Genial em estabelecer a incapacidade de comunicação dos países do mundo - e não surpreende que os locais em que as naves se instalam sejam rivais tradicionais em guerras, como Estados Unidos e Rússia - como um reflexo da nossa sociedade atual, em que o ódio institucionalizado legitima os sujeitos a primeiro agredirem para depois perguntarem, A Chegada ainda se consolida como um tocante exercício cinematográfico que passa muito próximo de teorias científicas que acenam para a existência de universos paralelos ou recortes de espaço-tempo alternativos aos nossos. Nesse sentido, não é difícil encontrar ecos do magnífico Interestellar, de Christopher Nolan, ou mesmo de A Árvore da Vida, de Terrence Mallick. Este último, especialmente nas enigmáticas cenas em flashback que mostram Louise e sua filha e de como ela veio a perdê-la para uma grave doença. E, é preciso que se diga: reunir todos os pontos da curiosa equação que se estabelece no terço final dessa película e que envolvem um arco dramático relacionado a vida da protagonista é poder celebrar o estado puro da arte em seu caráter mais genuíno. Um processo eventualmente lento, contemplativo e, invariavelmente, satisfatório.
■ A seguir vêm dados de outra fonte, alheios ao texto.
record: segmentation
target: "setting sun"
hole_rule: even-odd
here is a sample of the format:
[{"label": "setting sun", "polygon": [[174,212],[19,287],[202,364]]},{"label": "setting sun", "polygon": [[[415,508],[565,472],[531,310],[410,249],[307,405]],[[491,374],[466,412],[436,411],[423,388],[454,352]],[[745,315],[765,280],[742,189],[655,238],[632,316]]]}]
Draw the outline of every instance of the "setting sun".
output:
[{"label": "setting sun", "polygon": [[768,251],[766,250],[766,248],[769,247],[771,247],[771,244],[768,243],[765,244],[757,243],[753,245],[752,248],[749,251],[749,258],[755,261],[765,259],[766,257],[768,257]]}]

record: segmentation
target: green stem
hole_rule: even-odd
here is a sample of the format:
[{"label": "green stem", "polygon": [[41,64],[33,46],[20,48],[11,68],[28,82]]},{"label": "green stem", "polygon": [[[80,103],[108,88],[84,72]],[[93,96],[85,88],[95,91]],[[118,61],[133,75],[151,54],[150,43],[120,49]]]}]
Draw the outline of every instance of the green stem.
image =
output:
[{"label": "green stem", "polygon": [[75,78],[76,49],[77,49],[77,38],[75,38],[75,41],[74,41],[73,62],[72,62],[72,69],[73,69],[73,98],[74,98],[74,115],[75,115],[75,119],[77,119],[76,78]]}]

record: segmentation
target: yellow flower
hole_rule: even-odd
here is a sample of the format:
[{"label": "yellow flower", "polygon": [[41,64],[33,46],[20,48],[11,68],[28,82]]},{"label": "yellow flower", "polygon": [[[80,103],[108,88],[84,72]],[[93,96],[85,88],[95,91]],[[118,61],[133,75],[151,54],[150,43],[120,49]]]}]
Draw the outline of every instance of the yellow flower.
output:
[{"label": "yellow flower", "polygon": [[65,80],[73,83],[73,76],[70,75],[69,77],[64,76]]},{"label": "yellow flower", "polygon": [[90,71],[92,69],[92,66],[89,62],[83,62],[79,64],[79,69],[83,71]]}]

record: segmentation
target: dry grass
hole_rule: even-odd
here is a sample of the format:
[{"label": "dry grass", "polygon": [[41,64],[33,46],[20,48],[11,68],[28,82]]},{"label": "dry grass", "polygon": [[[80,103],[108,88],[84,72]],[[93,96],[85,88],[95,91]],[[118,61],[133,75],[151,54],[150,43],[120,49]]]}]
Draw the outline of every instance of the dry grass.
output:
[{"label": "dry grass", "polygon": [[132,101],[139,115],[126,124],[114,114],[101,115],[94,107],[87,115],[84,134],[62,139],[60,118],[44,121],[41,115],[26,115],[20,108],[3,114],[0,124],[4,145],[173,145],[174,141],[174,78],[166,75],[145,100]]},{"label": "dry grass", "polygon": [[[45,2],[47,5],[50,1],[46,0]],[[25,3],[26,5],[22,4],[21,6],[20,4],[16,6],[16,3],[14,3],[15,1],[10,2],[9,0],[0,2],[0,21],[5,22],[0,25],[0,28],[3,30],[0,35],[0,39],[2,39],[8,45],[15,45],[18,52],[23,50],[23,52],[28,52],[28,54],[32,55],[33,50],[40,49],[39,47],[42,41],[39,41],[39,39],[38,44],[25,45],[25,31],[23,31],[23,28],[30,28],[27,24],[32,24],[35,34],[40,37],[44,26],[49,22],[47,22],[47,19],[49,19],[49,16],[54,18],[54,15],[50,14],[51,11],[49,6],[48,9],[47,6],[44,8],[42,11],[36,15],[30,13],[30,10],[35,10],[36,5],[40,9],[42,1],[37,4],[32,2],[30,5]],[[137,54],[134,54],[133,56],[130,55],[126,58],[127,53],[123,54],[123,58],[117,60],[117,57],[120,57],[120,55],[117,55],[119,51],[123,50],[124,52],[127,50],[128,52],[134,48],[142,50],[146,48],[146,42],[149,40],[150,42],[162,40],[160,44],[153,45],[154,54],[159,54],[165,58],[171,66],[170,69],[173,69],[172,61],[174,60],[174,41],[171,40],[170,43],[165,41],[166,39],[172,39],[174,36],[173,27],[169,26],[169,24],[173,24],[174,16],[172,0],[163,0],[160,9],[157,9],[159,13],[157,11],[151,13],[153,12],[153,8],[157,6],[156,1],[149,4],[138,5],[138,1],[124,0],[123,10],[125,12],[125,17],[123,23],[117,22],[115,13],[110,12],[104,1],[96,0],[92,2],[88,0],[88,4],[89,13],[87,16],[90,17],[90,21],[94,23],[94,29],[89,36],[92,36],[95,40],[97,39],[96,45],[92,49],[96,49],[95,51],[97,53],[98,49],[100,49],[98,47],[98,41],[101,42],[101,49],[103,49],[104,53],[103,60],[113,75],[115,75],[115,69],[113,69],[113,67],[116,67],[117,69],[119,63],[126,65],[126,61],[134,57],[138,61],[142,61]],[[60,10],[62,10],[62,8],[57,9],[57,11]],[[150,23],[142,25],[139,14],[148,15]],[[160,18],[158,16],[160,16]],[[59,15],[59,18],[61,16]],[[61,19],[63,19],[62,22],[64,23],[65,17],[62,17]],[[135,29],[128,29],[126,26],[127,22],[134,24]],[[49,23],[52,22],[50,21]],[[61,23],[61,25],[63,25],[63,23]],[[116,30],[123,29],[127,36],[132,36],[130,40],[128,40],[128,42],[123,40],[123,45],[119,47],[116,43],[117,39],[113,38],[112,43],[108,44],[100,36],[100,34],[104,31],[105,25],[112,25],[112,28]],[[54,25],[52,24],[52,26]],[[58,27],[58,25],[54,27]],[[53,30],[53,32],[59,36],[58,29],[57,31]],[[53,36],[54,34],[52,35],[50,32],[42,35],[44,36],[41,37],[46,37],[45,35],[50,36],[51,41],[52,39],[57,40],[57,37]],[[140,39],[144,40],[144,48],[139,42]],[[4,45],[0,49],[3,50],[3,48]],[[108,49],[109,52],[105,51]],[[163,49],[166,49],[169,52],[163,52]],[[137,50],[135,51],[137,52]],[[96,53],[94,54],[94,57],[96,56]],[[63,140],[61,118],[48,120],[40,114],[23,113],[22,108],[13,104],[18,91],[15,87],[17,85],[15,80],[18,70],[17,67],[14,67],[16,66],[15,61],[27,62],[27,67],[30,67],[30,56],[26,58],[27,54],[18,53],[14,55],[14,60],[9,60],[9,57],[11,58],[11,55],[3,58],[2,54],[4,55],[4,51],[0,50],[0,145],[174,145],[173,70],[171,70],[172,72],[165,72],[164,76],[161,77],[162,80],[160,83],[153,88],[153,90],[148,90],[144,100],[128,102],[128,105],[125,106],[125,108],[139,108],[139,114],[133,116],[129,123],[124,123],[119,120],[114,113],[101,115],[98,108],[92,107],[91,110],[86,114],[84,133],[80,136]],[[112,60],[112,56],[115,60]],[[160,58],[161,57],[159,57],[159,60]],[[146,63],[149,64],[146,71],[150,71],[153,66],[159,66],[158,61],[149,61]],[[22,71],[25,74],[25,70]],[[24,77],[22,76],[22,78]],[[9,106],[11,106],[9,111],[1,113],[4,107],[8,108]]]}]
Praticamente GRITANDO para que a Academia lembre de Amy Adams no Oscar de 2017 - reparem em sua interpretação a capacidade de transmitir ao mesmo tempo horror e serenidade apenas com a respiração ofegante das primeiras visitas - Nolan tem ainda no elenco outros nomes importantes que realizam caracterizações competentes, como é o caso de Forest Whitaker, na pele do Coronel Weber. Do ponto de vista técnico, a obra também é um deleite. Se o compositor Jóhann Jóhansson, com suas notas urgentes, secas e claustrofóbicas imprime um tom ao mesmo tempo solene e angustiante para algumas sequências - ou mesmo para a narrativa como um todo -, o diretor de fotografia Bradford Young, mantém os atores em uma "penumbra permanente", que serve, em alguma medida, para denotar o estado de espírito de uma humanidade que não sabe lidar de maneira alguma com o fato que lhe ocorre. Ainda que penumbra, aqui, não represente a escuridão desconsolada, que torna alguns filmes apenas sessões de aborrecimento. Talvez você levante da sessão com mais dúvidas do que certezas. Muito provavelmente tenha vontade de assistir A Chegada de novo. Mas essa é uma obra que não tem todas as respostas, ao menos do ponto de vista racional, da comunicação. É mais ou menos como o nosso universo. Tão infinito que, se mandarmos um recado para o lado de lá, como ele será recebido?